A culinária de Minas Gerais traz, com toda sua simplicidade, pratos extremamente saborosos, com cheiros marcantes e cores vibrantes, que carregam muito de sua história da época de exploração das minas de ouro

22/02/2016

 

Apreciada por suas cores, sabores e aromas marcantes, a comida mineira é resultado do encontro de diferentes povos que ocuparam seu território na época do ciclo do ouro, vindos especialmente de Portugal –colonizadores da região - e África – que enviou um número elevado de escravos para trabalhar nas minas, além da influência dos nativos indígenas. A exploração do ouro provocava inflação na economia local e gêneros alimentícios eram caros e difíceis de serem obtidos. Assim, os mineiros tiveram que utilizar a imaginação para criar pratos com os alimentos disponíveis ali, no quintal de casa.

 

A culinária mineira tem, portanto, origem nas coisas simples, que podiam ser conseguidas mais facilmente, como a mandioca, feijão, milho, verduras, frango e porco. Um exemplo é o angu mineiro, prato que leva apenas fubá e água, consumido com couve refogada e linguiça de porco frita. Mesmo com toda essa simplicidade a gastronomia mineira traz pratos extremamente saborosos. Essas são as características da culinária de raiz, que tem sofrido influências e mudanças com a modernidade e necessidade de produzir em larga escala. Na tentativa de preservar ao máximo a tradição, algumas receitas foram registradas como “patrimônio cultural” de Minas Gerais para evitar futuras descaracterizações, como é o caso da receita do pão de queijo e do queijo-minas.

 

A culinária mineira tem origem nas coisas simples, que podiam ser conseguidas mais facilmente, como a mandioca, feijão, milho, verduras, frango e porco. 

 

Um dos poucos restaurantes que conseguem manter as técnicas originais é o Dona Lucinha, comandado por Elzinha Nunes, filha da fundadora Maria Lúcia Nunes, até porque, para vender comida mineira de raiz, é necessário limitar o crescimento da casa. “Não tem como fazer dessa forma em larga escala.
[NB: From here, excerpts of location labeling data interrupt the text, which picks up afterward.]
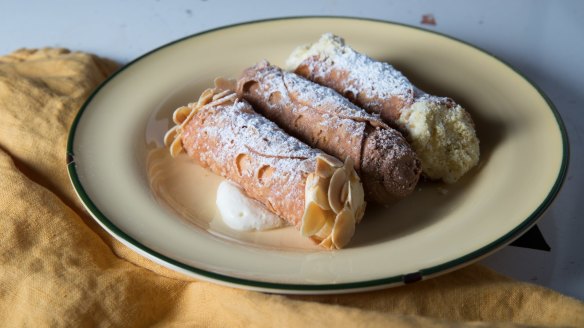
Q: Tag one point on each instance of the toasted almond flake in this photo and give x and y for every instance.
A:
(345, 192)
(323, 168)
(326, 243)
(332, 161)
(344, 228)
(334, 192)
(356, 194)
(320, 193)
(206, 97)
(313, 220)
A couve, por exemplo, tem que ser picada na hora e na mão, depois que refoga tem que desligar o fogo rapidamente”, explica a empresária. “Ficar rico com comida de raiz não acontece, ganha o suficiente para manter a casa. Esses restaurantes que crescem utilizam a cozinha de vanguarda. A comida mineira de raiz é para quem sabe fazer, não quem quer se aventurar. Não significa que a de vanguarda é ruim, os chefs com pegada mais moderna usam ingredientes como quiabo e machiche e criam pratos moleculares. É bom ver pessoas mais jovens valorizando a comida mineira, é uma outra proposta”, ressalta.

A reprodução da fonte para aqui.